Rating Using Random Objects Related To The Film: 3.5 delicious rum and fruit juice drinks whose name escapes me at the moment out of 5.
Tagline: "Stop the unstoppable."
Better Tagline: "It's not a Cloverfield movie. Honest."
Not So Brief Plot Synopsis: On the (literal) eve of the D-Day invasion, a paratrooper squad heads into occupied France to destroy a Nazi communications post. The drop goes disastrously wrong, leaving only a few men, including new arrival Boyce (Jovan Adepo), to complete the mission. Now led by the taciturn Cpl. Ford (Wyatt Russell) the soldiers soon discover something far more sinister than radio broadcasts.
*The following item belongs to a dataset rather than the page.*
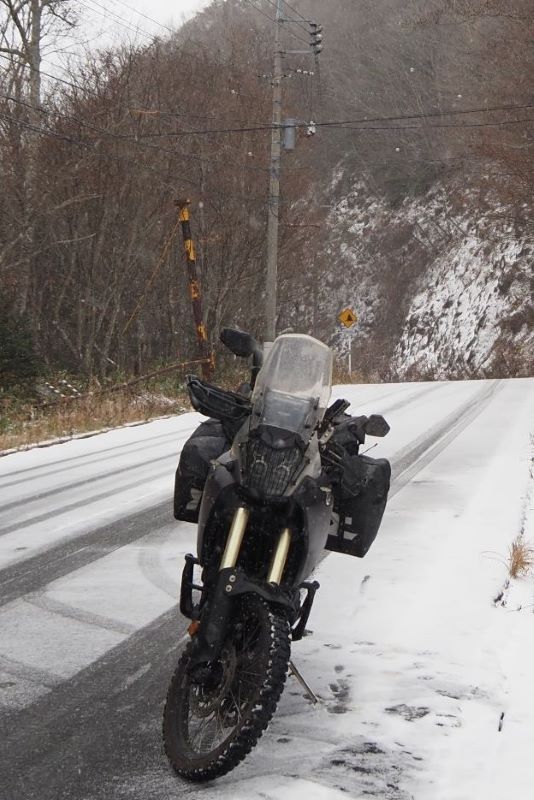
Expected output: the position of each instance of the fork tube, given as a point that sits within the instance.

"Critical" Analysis: Nazi zombies don't have what you'd call a "rich" cinematic history. The first example dates back to 1943's Revenge of the Zombies (pretty on the nose there), but once the world became aware of the extent of the Third Reich's real-life atrocities, adding undead cannibals to the mix seemed almost quaint. 1977's Shock Waves and the more recent Dead Snow (and its sequel, Dead Snow: Red vs. Dead. Yes, really) are the most notable recent examples.
Unlike those, Overlord actually takes place during the war, and it's an efficiently nasty piece of work. Director Julius Avery does a good job using tension and well-crafted action to spice up Billy Ray (Captain Phillips, Shattered Glass) and Mark L. Smith's (The Revenant) mostly derivative story.
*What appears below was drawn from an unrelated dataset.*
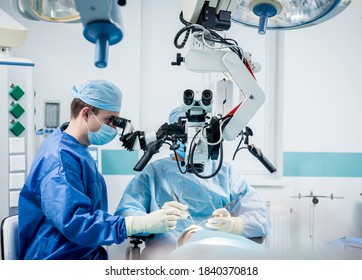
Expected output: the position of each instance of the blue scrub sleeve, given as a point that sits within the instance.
(70, 210)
Things start off with a literal bang, when Boyce's squad's plane is shot down, leaving him and Ford as the only apparent survivors. Cinemtographers Laurie Rose and Fabian Wagner do great work transforming idyllic French woods into a charnel forest for the two to travel through. Things barely improve for the pair when they encounter Chloe (Mathilde Ollivier), a French villager living with her little brother and sick aunt. We soon learn the aunt's illness is courtesy of the Germans, who are up to ... something in the nearby compound.
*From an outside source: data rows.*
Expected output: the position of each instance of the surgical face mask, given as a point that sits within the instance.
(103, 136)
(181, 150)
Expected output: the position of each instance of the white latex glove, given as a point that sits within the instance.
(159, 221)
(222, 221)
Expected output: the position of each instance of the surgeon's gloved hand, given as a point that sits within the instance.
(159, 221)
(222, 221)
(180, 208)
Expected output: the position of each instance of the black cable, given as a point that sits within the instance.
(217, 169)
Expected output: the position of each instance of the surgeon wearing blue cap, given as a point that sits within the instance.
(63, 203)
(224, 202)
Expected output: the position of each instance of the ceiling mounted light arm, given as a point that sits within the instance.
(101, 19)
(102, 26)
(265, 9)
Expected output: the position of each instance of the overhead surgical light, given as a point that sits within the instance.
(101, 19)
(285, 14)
The local Nazis are an exceptionally nasty bunch, and that's saying something. This goes double for Wafner, the fort's commander, portrayed by Pilou Asbæk. It's hard to believe this guy could play a more repellent character than Game of Thrones' Euron Greyjoy, but he found a way. Once you get past the probably unnecessary establishment of Wafner's sado-rapist bona fides (the guy's in the SS, surely that's enough?), the malevolent chemistry between him and Russell's Cpl. Ford is delightfully nasty.
Overlord's plot isn't going to surprise anybody. Even the briefest trailer give away the "big reveal" that comes about a third of the way through, and the squad that ends up assailing the tower contains both a tough-talking New Yorker named Tibbet (John Magaro) and a reluctant Jewish kid (Dominic Applewhite).
And no, there's no WWII movie trope for "black kids from Louisiana" because African-American soldiers didn't serve with white ones at the time. However, this is a movie about Nazis experimenting with a resurrection serum in order to create "thousand year soldiers," so historical accuracy isn't exactly a priority.
[For that matter, it's not really explained why a special insertion mission was needed to blow up a radio tower within sight of the Normandy coast. Ike couldn't divert a bomber for that?]
Overlord slows down a bit too much in the second act, and though you'll have no problem seeing pretty much everything coming, other ideas are teased and never realized. For example, Boyce at one point mentions his Haitian mother, which is about as perfect a segue into a zombie connection as you could ask for. Alas, nothing comes of it. But that's okay, because Overlord is smart and vicious enough to qualify as a worthy addition to the ranks of cinema's undead Reich.